Essential to justice

The aims of this essay are to critically discuss the statement, "Impartiality is essential to justice and yet partiality can only exist with reference to a set of rules. " This will be done in the context of UK Human Rights Law, and will also be in relation to recent cases of relevance, being, Regina v. Secretary of State for the Home Department Ex Parte Anderson1. And Regina v. Bow Street Metropolitan Magistrates Ex Parte Pinochet Ugarte2.

Within this essay, the "The Rule of Law," will be discussed and clarified as to what its relevance is to the discussion within this essay, also different peoples versions of "The Rule of Law," will be assessed for their relevance to the statement question and also the cases in question. The European Convention on Human Rights states under Article 6 states that everyone is entitled to a fair and public hearing, within a reasonable time by an independent and impartial tribunal established by law.

As you can see from the title of the essay the focus is going to be on impartiality and how it can be maintained which will require the guarantee against outside influence. And also that impartiality is judged both subjectively and objectively so that is accounted from every perspective. This means that actual bias must be shown, but also the guarantees against the existence of bias. In the case of Regina v.

Secretary of State for the Home Department Ex Parte Anderson, the court were required to assess the power that is exercised by the Home Secretary, as to how long prisoners who have committed murder should spend in prison for the purposes of punishment. In the case there were many points raised as to whether or not the Home Secretary should have the power by discretion to release on licence a convicted murderer. Who has been serving a sentence of life imprisonment if recommended to do so by the Parole Board under section 61 (1) of the Criminal Justice Act 1967.

Lord Bingham of Cornhill went on to justify that the then Home Secretary justified his impartiality by claiming to still ask the Parole Board as to whether or not the convicted murdered was still a risk. Also that he would continue to look at the judiciary for advice as to whether or not the convicted murderer had satisfied the requirements for retribution to be felt by any person directly affected by his crimes, and also that deterrence had been instilled into the convict. Finally the Home Secretary set out new procedures that were to be followed, as seen below.

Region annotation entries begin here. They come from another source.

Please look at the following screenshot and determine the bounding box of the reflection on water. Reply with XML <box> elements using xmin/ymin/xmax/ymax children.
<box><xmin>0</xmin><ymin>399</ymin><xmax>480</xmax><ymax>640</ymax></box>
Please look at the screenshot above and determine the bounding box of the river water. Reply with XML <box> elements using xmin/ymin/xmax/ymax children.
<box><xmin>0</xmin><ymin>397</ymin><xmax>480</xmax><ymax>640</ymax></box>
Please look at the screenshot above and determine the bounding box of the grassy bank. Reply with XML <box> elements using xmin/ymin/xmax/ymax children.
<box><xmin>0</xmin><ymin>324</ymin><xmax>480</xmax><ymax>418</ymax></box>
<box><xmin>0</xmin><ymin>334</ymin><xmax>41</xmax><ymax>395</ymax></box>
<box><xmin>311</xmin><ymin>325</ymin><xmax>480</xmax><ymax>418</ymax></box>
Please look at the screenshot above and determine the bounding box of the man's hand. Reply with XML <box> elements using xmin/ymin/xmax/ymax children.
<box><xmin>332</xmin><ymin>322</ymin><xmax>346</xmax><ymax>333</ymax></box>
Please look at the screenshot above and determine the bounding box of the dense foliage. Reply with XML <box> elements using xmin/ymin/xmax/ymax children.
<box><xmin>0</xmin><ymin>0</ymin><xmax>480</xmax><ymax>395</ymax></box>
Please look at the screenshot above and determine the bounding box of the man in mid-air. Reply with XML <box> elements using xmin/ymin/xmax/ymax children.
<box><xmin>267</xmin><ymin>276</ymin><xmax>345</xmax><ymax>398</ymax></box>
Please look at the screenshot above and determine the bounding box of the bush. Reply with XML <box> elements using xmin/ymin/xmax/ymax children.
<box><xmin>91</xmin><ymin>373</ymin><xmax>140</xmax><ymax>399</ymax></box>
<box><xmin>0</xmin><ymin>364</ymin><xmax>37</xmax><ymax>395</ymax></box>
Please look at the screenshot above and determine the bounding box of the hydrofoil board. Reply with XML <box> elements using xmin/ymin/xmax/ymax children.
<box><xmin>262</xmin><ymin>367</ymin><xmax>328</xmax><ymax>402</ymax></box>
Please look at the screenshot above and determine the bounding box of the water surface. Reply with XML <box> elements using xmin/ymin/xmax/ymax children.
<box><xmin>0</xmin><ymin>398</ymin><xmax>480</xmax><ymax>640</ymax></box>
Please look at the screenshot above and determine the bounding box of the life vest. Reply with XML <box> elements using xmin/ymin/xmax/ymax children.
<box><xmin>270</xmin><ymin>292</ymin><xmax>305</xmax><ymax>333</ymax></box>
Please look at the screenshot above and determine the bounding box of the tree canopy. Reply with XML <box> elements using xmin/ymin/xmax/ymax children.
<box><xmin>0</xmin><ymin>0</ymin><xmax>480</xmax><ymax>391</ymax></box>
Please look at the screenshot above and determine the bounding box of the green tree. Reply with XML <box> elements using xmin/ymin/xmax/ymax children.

The reason for this was so that there was to be a set format for the procedure of releasing a convicted murderer, so that there was seen to be no partiality: (1) If recommended to do so by the Parole Board, the Secretary of State may, after consultation with the Lord Chief Justice together with the trial judge if available, release on licence a life prisoner who is not [a discretionary life prisoner. ] (2) The Parole Board shall not make a recommendation under subsection (1) above unless the Secretary of State has referred the particular case or the class of the case to which that case belongs, to the Board for its advice3.

To stop any anomalous result occurring from the Home Secretary ability to have an affect on the detention of convicted murderers, two safeguards were introduced. The first being when the convicted murderer has come to the end of his sentence he will be placed before the Parole Board whom will assess the case. However if the Parole Board find that it is required to keep the murderer confined then the Home Secretary has no power to release him under section 29. Safeguard two involves the convicted murderer being released under licence.

The licence may be exercised if the convicted murderer is thought to be a threat to the public. In the case of Regina v. Secretary of State for the Home Department Ex Parte Anderson, Mr. Anthony Anderson had murdered two people. And in doing so attracted a sentence of 15 years for both murders. However the Home Secretary set the term to twenty years. To which Mr Anderson was unsuccessful in appealing for a judicial review before the Queens Bench Divisional Court. In the case of Regina v. Bow Street Metropolitan Magistrates Ex Parte Pinochet Ugarte.

The case evolved from General Pinochet coming to England in 1998 for medical treatment. Which he was initially welcome to do, however while he was here in England, he was arrested on warrants issued by the metropolitan stipendiary magistrate under s 8(1)(b) of the Extradition Act. It was issued because of the crimes of torture, murder, conspiracy to murder, which were all alleged to have been orchestrated by Pinochet in Chile during the 1970's. In 1998 the House of Lords rejected General Pinochet's claim by a 3:2 majority, that during the time of the alleged offences he was diplomatically immune.

After this decision was made Pinochet's lawyers found out that one of the majority dissenting, Lord Hoffman happened to be an unpaid director of Amnesty International Charitable trust. Therefor it was seen that Lord Hoffman had conflicting interests in the case, as the English legal system is known to be rigorous in governing conflicts of interest which might be seen to any persons as to have an affect what should be a neutral, and impartial decision making process.